İzmir‘de, yeni tip koronavirüs (Kovid-19) teşhisi konduktan sonra 22 gün hastanede tedavi altına alınan Beyin ve Hudut Cerrahisi Uzmanı Opr. Dr. Murat Aydın, bilhassa de nefes alabilmek için ağır bakım sürecinde verdiği çabayı unutamıyor.
Karşıyaka ilçesinde yaşayan 2 çocuk babası 47 yaşındaki Aydın, bir periyot Sıhhat Bilimleri Üniversitesi (SBÜ) İzmir Bozyaka Eğitim ve Araştırma Hastanesinde vazife yaptıktan sonra haziranda özel bir hastaneye geçti.
Kronik kalp rahatsızlığı bulunan Aydın, Kovid-19 sürecinde tüm önlemlerini alarak mesleğine devam etti lakin 9 Kasım’da yapılan testin müspet çıkmasının akabinde meskeninde karantina sürecine girdi.
İlaç tedavisine başlanan Aydın, teneffüs zahmeti çekmeye başlayınca Gaziemir Nevvar Salih İşgören Devlet Hastanesine, sıhhat durumu daha da berbata gidince de Dokuz Eylül Üniversitesi (DEÜ) Araştırma ve Uygulama Hastanesine sevk edildi.
10 günü ağır bakım ünitesi olmak üzere 22 gün hastanede kalan Aydın, iyileştikten sonra taburcu edildi.
Aydın, AA muhabirine yaptığı açıklamada, ağır bakım servisinde tedavi görürken tekrar eşini ve çocuklarını göremeyeceği için çok korktuğunu söyledi.
Yüksek basınçlı oksijen tedavisi almasına karşın teneffüs kıymetlerinin yükselmediğini anlatan Aydın, şöyle konuştu:
“Yoğun bakımdaki kayıplardan çok etkilendim.
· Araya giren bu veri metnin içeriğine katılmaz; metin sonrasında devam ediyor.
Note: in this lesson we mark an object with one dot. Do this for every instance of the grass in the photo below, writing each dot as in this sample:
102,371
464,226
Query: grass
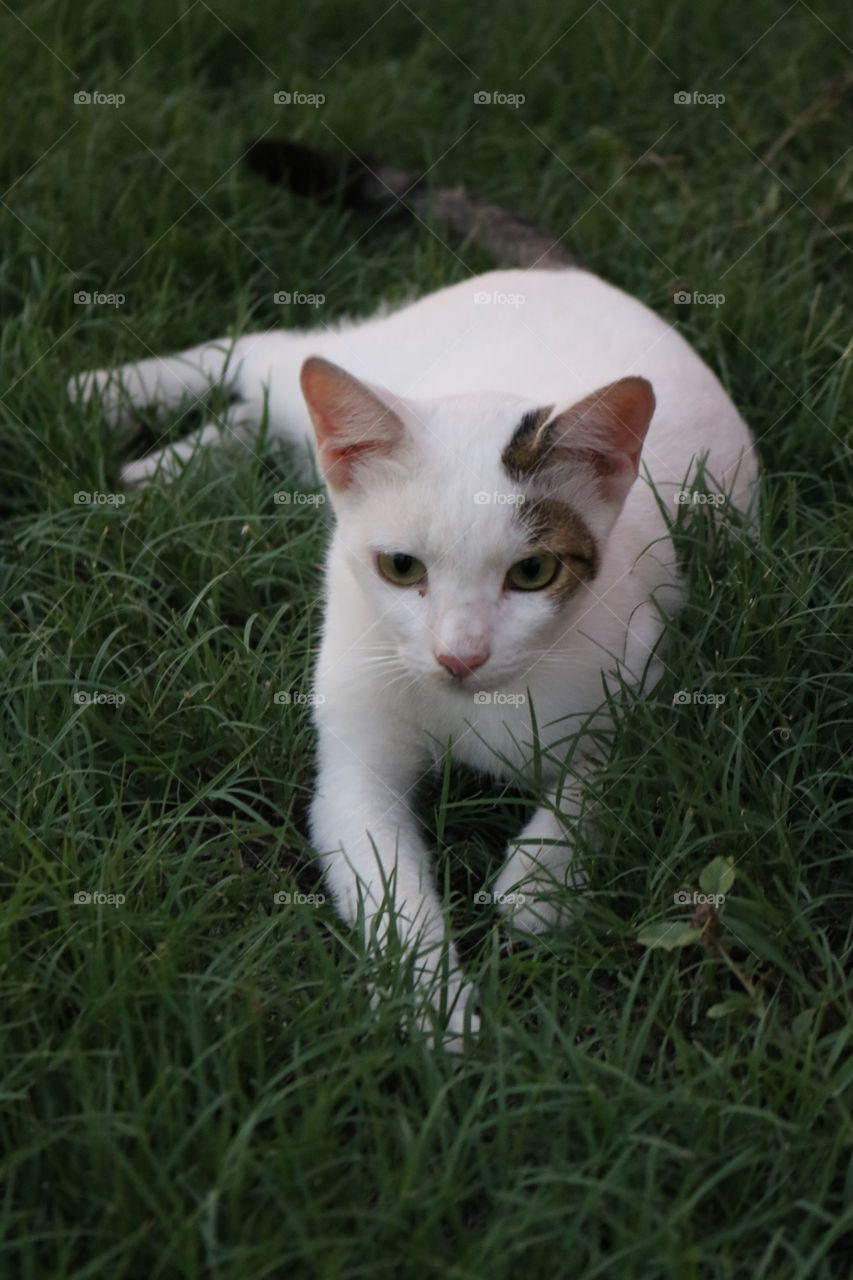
194,1082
Her geçen gün nefes almakta zorlandım. Artık teneffüs makinesi olmadan nefes alamamaya başladım. O anlarda vefat korkusu yaşamaya başladım. İnsan sıhhatin ne kadar kıymetli bir paha olduğunu o vakit anlıyor. 3 yıl evvel kalp krizi geçirdiğim için bunun oksijen değerlerime olumsuz tesiri oldu. Kalp suratım dakikada 150’ye kadar çıktı, ağır bakımdaki hastaları art geriye kaybediyorduk. O anlarda tekrar kalp krizi geçirmekten korktum.”
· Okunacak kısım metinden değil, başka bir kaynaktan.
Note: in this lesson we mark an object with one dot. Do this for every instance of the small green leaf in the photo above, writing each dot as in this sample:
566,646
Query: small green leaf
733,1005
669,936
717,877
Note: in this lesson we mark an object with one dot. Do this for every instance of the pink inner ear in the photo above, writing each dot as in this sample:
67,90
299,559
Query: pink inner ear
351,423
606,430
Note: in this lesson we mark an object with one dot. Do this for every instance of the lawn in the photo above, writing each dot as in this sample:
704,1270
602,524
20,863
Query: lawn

Ağır bakımdan servise alındığında çok keyifli olduğunu lisana getiren Aydın, rahat bir formda nefes almaya başladığında ise kendisini tekrar doğmuş üzere hissettiğini anlattı.
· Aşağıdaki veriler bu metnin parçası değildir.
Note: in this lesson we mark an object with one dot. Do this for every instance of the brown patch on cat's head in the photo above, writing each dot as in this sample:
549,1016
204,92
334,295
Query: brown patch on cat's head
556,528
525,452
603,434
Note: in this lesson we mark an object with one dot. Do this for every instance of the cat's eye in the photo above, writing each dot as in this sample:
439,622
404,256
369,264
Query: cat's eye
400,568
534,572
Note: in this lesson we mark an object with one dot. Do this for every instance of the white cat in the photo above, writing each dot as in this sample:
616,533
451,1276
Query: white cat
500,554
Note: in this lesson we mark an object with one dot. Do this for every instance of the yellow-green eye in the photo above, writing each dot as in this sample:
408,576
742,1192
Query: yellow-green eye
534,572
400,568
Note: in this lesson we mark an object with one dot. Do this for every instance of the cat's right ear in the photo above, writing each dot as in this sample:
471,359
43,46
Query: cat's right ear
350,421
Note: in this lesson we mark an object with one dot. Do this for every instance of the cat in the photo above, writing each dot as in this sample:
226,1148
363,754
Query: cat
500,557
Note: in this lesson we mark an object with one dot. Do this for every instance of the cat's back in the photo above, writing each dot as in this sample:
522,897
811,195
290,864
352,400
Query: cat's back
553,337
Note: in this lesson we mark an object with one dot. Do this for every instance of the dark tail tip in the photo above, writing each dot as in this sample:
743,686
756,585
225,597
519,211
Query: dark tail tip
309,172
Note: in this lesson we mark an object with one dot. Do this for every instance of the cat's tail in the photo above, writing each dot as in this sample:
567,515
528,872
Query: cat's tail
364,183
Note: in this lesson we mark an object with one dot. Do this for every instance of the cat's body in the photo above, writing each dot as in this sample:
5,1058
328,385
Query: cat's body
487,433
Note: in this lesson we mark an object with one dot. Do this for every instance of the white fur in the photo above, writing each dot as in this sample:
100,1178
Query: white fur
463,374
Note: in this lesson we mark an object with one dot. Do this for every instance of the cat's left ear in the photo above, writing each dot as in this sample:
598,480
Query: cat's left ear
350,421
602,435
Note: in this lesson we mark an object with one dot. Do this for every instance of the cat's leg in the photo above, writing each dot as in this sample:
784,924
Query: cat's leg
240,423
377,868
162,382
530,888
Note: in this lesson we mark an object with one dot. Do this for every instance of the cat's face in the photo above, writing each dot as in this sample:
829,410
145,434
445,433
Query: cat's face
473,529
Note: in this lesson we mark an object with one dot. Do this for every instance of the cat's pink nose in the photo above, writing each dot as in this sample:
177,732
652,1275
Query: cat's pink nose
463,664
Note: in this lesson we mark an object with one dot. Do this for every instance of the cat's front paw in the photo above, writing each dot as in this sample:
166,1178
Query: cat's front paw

Kovid-19 hastalığına ikinci defa yakalanmaktan çok korktuğunu lisana getiren Aydın, şunları kaydetti:
“Bu hastalığı bir sefer geçirdim bir daha geçirmem diye kimse düşünmesin. Bu hastalığın tedavisi yok. Ağır bakımda ya da servislerde dayanak tedavisi uygulanıyor. Önlemlere uymayanları gördüğüm vakit çok üzülüyorum. Onlar kendi canlarını hiçe saydıkları üzere etraflarındaki insanların da sıhhatlerine ehemmiyet vermiyorlar. Benim yaşadıklarım herkes tarafından iyi anlaşılmalı diye düşünüyorum. Tedavi sürecimde 15 kilo zayıfladım, iyileşmeme karşın hala yorgunluk hissediyorum.” diye konuştu.